Das Bundesverwaltungsgericht hat seinen Vizepräsidenten Dr. Michael SACHS als Einzelrichter über die Beschwerde des XXXX , geb. XXXX , StA. Bangladesch, vertreten durch XXXX , gegen den Bescheid des Bundesamtes für Fremdenwesen und Asyl vom 11.08.2017, XXXX , zu Recht erkannt:
A)
Der Beschwerde wird gemäß § 28 Abs. 2 und 5 VwGVG stattgegeben und der angefochtene Bescheid ersatzlos behoben.
B)
Die Revision ist gemäß Art. 133 Abs. 4 B-VG nicht zulässig.
Text
Entscheidungsgründe:
I. Verfahrensgang und Feststellungen:
I.1. Dem Beschwerdeführer (im Folgenden BF), einem Staatsangehörigen von Bangladesch, wurde mit Bescheid des Bundesasylamtes (im Folgenden: BAA) vom 07.10.2011 (erlassen am selben Tag), XXXX , der Status des Asylberechtigten zuerkannt, weil den Fluchtgründen des BF, homosexuell zu sein und deshalb Bangladesch verlassen zu haben, Glaube geschenkt wurde.
I.2. Am 25.08.2014 stellte die Ehefrau des BF für sich und ihren minderjährigen Sohn beim österreichischen Honorarkonsulat in XXXX Anträge auf Erteilung von Einreisetiteln gem. § 35 AsylG 2005.
I.3. Seitens des Bundesamtes für Fremdenwesen und Asyl (im Folgenden: BFA) wurde nach Prüfung der vorgelegten Unterlagen und der Einvernahmen des BF mitgeteilt, dass die Gewährung des Status einer subsidiär Schutzberechtigten oder Asylberechtigten im Rahmen des Familienverfahrens nicht wahrscheinlich sei. Das BFA führte dazu aus, dass die Bezugsperson den Asylstatus aufgrund Verfolgung wegen seiner homosexuellen Neigung und Kontakte erlangt habe. Die Ehe sei laut Erstbefragung vom 12.12.2010 nur aus Gefälligkeit den Eltern gegenüber eingegangen worden. Die Ehe sei arrangiert und keine Liebesheirat gewesen. Auf keinen Fall sei an eine Fortsetzung der Beziehung gedacht. Ein letztes Treffen mit der Gattin habe am 06.11.2010 stattgefunden. Die Gattin habe ihn gezwungen mit ihm zu schlafen, was er verweigert habe. Sie sei am nächsten Tag zu den Eltern gezogen. Einen weiteren Kontakt habe es nicht gegeben (Niederschrift vom 23.09.2011). Das Kind sei im Jahre 2007 nur der Frau zu Liebe zur Welt gekommen (Erstbefragung 12.12.2010). In zweiter Instanz wurden die Anträge auf Erteilung von Einreisetiteln gem. § 35 AsylG 2005 mit hg. Erkenntnissen vom 10.02.2016, XXXX abgewiesen.
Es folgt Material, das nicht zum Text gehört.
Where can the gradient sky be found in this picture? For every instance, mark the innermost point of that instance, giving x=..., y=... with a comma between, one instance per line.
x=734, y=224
I.4. Das Bundesverwaltungsgericht legte diese Erkenntnisse dem BFA mit E-Mail vom 25.03.2016 vor und führte darin folgendes aus:
„Der Ordnung halber wird dem BF folgender Sachverhalt zur weiteren Veranlassung übermittelt.
Das Bundesverwaltungsgericht ist im o.a. Fall der Ansicht, dass, wenn dies nicht bereits nach Erstellung der negativen Wahrscheinlichkeitsprognose am 08.04.2015 durch das BFA erfolgt ist, ein Aberkennungsverfahren nach § 7 Abs. 1 lit. 2 AsylG zu prüfen wäre.
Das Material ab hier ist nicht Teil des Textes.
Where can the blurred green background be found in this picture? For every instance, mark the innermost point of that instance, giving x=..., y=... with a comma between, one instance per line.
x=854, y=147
Herr XXXX , geboren am XXXX , Staatsangehöriger von Bangladesch, stellte am 12.12.2010 einen Antrag auf internationalen Schutz. Mit Bescheid des Bundesasylamtes vom 07.10.2011, XXXX , wurde dem Asylantrag stattgegeben und dem Antragsteller der Status des Asylberechtigten zuerkannt.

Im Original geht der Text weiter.